The problem turned out to be rather esoteric. VirtualBox (as well as vmware) creates a virtual interface on your PC that shows up as an unidentified network. According to what we found, that means that when it's active (which is is by default) you have a public network firewall in Vista and Win7 (this blocks MC and other stuff by default).

I stumbled across this trying to debug the problem by disabling the VirtualBox adapter and restarting MC at which point Windows 7 popped up an unblock window!

Ran into a few references to fixing this on the net and figured they would be useful.

For VirtualBox: http://www.brokenwire.net/bw/Various/120/fix-virtualbox-causes-unidentified-network-on-vista-and-windows-7
For VMWare: http://aspoc.net/archives/2008/10/30/unidentified-network-issue-with-vmwares-virtual-nics-in-vista/

It appears that this would also apply if you have actual physical NICS and may apply with vlans.

petrossa:
It's always advisable with VirtualBox to not install host/bridged network adapters if you don't use them. They bite other programs too. Just untick them in the setup. If you have them already installed rerunning the installer and then unticking them will uninstall the adapters.

bob:

--- Quote from: petrossa on November 03, 2012, 02:36:30 pm ---It's always advisable with VirtualBox to not install host/bridged network adapters if you don't use them. They bite other programs too. Just untick them in the setup. If you have them already installed rerunning the installer and then unticking them will uninstall the adapters.

--- End quote ---
True but in our case, we need the bridged adapter for our guest bottle because that's where MC for testing resides and we need to see it on the LAN (as well as the one on the host OS).

newsposter:
It's a vlan issue.  VirtualBox creates in effect, a vlan before the virtual nic is passed to a VM *and* at the same mis-identifying the new virtual nic to the registry in the guest windows OS as well as in the host OS.  I'm having the same problem at work with multiple Server 2010/2012 instances running on a single host machine.

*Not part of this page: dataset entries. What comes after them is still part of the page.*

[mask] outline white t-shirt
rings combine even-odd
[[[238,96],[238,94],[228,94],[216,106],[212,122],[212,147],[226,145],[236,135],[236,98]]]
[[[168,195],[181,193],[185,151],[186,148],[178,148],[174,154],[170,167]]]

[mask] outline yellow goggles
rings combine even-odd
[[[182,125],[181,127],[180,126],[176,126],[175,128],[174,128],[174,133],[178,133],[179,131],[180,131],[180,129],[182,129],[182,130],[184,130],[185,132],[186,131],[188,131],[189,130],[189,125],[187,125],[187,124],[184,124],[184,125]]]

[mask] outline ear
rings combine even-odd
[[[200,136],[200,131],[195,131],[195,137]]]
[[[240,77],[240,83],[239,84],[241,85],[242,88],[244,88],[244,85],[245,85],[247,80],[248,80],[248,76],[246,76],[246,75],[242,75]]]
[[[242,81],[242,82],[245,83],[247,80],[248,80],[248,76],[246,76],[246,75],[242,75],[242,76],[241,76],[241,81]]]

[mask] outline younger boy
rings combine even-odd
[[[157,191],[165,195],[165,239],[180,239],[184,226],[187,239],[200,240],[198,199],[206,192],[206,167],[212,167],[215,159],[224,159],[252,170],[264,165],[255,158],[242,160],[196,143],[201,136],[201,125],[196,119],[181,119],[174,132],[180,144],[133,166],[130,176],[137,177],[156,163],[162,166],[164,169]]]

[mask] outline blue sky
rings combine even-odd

Something changed in the past two iterations of VB.  There are user complaints and problems all over their boards with no real workarounds.

newsposter:
This topic re-started my curiosity on this.  Been working with setting up a custom configured internal network with the options available via vboxmanage.  Still going to need at least a rudimentary DNS, thinking that using DHCP reservations and setting custom MAC addresses for each VM would be the way to go.  Not too worried about swizzling custom MACs, there are plenty of prefixes from defunct card makers that can be used.

Section 8.8.2 in the current VBox manual is our starting point for all this.